Ciudad Victoria, Tam., 20 de agosto de 2025.– El Auditor Superior del Estado de Tamaulipas, Francisco Antonio Noriega Orozco, confirmó que más del 90 por ciento de las cuentas públicas 2021 de la administración panista de Francisco García Cabeza de Vaca obtuvieron dictamen negativo, al detectarse graves incumplimientos a la Ley de Disciplina Financiera y prácticas irregulares en el manejo de recursos públicos.
“Se ejercieron partidas sin autorización y se hicieron incrementos indebidos durante el ejercicio. Ese es el gran parteaguas: la responsabilidad en el gasto público inicia en el respeto estricto a lo que aprueba el Congreso, y no se cumplió”, subrayó.
Los hallazgos serán dictaminados en la Comisión Permanente del Congreso la próxima semana, y representan uno de los capítulos más oscuros en materia de rendición de cuentas de los últimos años.
Respecto a los municipios, Noriega Orozco admitió que varios alcaldes siguen sin atender observaciones pendientes, a pesar de la insistencia de la Auditoría. Recordó que el proceso de fiscalización puede tardar hasta tres años, pero dejó claro que ya no hay pretextos para eludir responsabilidades:
“Sobre aviso no hay engaños. La Auditoría no busca intimidar, pero sí advertimos que el control interno es clave, y quien no lo atienda estará en serios problemas”, advirtió.
El Auditor informó que este año se celebrarán 62 audiencias con alcaldes y servidores municipales por irregularidades que van desde faltantes de información hasta posibles quebrantos financieros. Tan solo en multas por incumplimiento en la entrega de informes mensuales y trimestrales, ya se acumulan cerca de 2 millones de pesos.

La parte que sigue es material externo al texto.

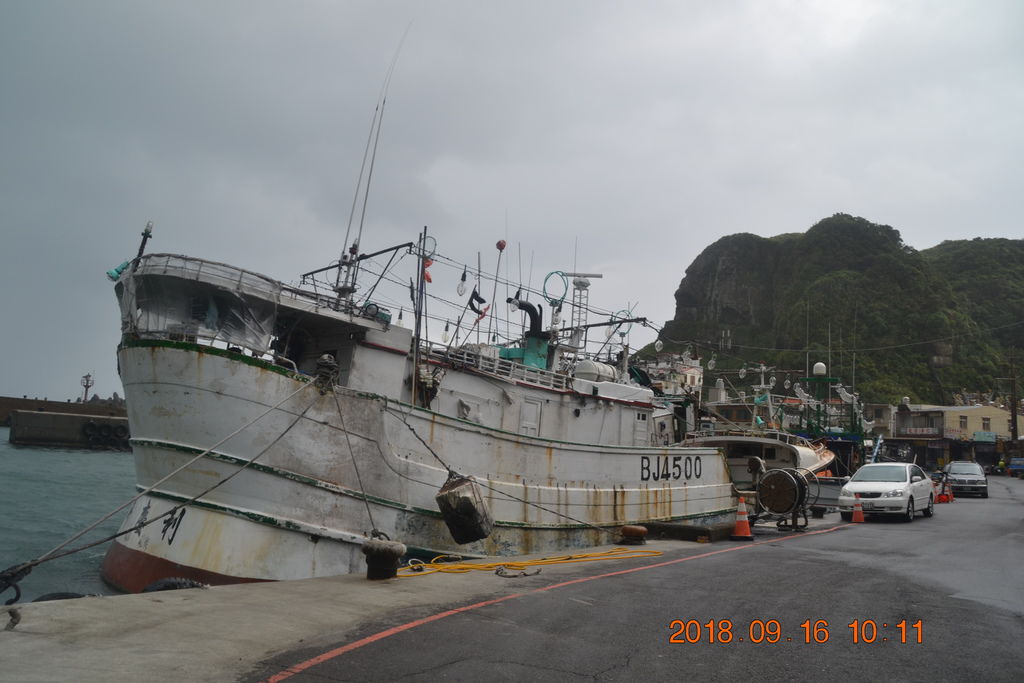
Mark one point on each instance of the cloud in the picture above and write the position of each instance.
(620, 138)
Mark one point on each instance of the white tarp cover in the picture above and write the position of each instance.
(175, 297)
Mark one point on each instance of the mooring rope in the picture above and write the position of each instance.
(436, 565)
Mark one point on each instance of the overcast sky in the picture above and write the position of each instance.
(612, 137)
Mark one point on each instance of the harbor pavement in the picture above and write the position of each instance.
(225, 632)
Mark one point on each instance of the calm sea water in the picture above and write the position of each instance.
(48, 496)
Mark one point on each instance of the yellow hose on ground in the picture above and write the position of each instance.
(416, 568)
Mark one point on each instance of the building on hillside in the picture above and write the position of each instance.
(936, 434)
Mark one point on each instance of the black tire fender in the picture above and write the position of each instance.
(172, 584)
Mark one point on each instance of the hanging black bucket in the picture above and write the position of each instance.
(464, 510)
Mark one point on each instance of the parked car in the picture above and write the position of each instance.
(892, 488)
(967, 477)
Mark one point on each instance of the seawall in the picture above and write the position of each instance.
(69, 430)
(98, 408)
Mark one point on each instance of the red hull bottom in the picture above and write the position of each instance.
(131, 570)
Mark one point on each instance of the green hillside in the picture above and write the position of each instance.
(898, 322)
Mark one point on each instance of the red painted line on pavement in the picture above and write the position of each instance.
(338, 651)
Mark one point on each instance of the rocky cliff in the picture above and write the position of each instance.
(895, 321)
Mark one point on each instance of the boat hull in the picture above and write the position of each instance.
(251, 473)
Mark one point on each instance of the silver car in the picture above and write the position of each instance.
(967, 477)
(892, 488)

Además, aclaró que las sanciones deberán ser cubiertas directamente por los funcionarios responsables, y no con recursos de los ayuntamientos, pues eso implicaría otra falta aún más grave.
En esta segunda jornada de capacitación participan 18 municipios de la zona centro, pero en septiembre se convocará también a alcaldes de Reynosa y Tampico, con el objetivo de cerrar la pinza y obligar a las administraciones a mejorar sus prácticas de rendición de cuentas.
Con ello, la ASE pretende cortar de raíz la simulación y la opacidad que caracterizó a la gestión cabecista y que todavía arrastran algunos gobiernos municipales.